Now, let’s visualize which events had the biggest economic consequences.
## Events with the largest total economic costs
econData <- stormData %>%
group_by(EVTYPE) %>%
summarise(ECONIMPACT = sum(ECONIMPACT)) %>%
arrange(desc(ECONIMPACT)) %>%
top_n(10) %>%
ggplot(aes(x = reorder(EVTYPE, ECONIMPACT), y = ECONIMPACT, color = EVTYPE)) +
geom_bar(stat="identity") +
theme_bw() +
theme(legend.position="none") +
ggtitle("Economic Costs (Property + Crop Damage) by Event Type") +
labs(x = "Event Type", y = "Total Economic Costs") +
coord_flip() +
scale_y_continuous(labels=scales::dollar_format())
## Events with the largest total property damage
propertyDamage <- stormData %>%
group_by(EVTYPE) %>%
summarise(PROPERTYDMGS = sum(PROPERTYDMGS)) %>%
arrange(desc(PROPERTYDMGS)) %>%
top_n(10) %>%
ggplot(aes(x = reorder(EVTYPE, PROPERTYDMGS), y = PROPERTYDMGS, color = EVTYPE)) +
geom_bar(stat="identity") +
theme_bw() +
theme(legend.position="none") +
ggtitle("Property Damage by Event Type") +
labs(x = "Event Type", y = "Total Property Damage") +
coord_flip() +
scale_y_continuous(labels=scales::dollar_format())

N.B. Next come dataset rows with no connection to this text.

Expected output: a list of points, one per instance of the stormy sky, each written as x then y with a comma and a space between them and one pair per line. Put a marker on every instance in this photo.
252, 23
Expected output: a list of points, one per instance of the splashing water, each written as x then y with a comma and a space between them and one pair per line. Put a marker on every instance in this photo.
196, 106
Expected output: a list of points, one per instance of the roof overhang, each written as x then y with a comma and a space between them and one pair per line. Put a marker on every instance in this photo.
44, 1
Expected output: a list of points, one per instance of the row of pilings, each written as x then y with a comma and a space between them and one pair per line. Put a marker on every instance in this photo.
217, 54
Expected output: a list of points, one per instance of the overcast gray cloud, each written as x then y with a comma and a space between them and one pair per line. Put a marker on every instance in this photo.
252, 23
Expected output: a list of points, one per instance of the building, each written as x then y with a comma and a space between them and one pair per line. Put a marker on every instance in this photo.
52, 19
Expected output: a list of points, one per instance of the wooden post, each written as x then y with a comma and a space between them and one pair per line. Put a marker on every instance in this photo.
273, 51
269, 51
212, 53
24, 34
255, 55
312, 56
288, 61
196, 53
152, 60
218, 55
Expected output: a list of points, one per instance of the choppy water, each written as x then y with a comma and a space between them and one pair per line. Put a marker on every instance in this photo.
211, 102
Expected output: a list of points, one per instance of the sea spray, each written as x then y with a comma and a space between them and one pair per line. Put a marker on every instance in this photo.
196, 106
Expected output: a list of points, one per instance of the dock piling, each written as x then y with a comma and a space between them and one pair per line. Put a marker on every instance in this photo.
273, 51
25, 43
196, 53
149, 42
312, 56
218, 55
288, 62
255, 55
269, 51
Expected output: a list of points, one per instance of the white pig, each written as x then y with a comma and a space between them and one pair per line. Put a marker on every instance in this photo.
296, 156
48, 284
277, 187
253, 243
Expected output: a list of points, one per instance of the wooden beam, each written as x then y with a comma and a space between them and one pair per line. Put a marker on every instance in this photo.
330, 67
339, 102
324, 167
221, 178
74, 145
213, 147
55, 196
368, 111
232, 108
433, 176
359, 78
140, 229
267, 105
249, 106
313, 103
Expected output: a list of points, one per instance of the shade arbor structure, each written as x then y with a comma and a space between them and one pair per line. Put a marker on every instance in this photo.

cropDamage <- stormData %>%
group_by(EVTYPE) %>%
summarise(CROPDMGS = sum(CROPDMGS)) %>%
arrange(desc(CROPDMGS)) %>%
top_n(10) %>%
ggplot(aes(x = reorder(EVTYPE, CROPDMGS), y = CROPDMGS, color = EVTYPE)) +
geom_bar(stat="identity") +
theme_bw() +
theme(legend.position="none") +
ggtitle("Crop Damage by Event Type") +
labs(x = "Event Type", y = "Total Crop Damage") +
coord_flip() +
scale_y_continuous(labels=scales::dollar_format())
## Plot
gridExtra::grid.arrange(econData, propertyDamage, cropDamage, heights = unit(c(2.5,2.5,2.5), c("in", "in", "in")), nrow = 3)
We observe that floods cause the most property damage, while droughts cause the most crop damage. This makes intuitive sense - floods are somewhat common in homes, and crops often die in a drought.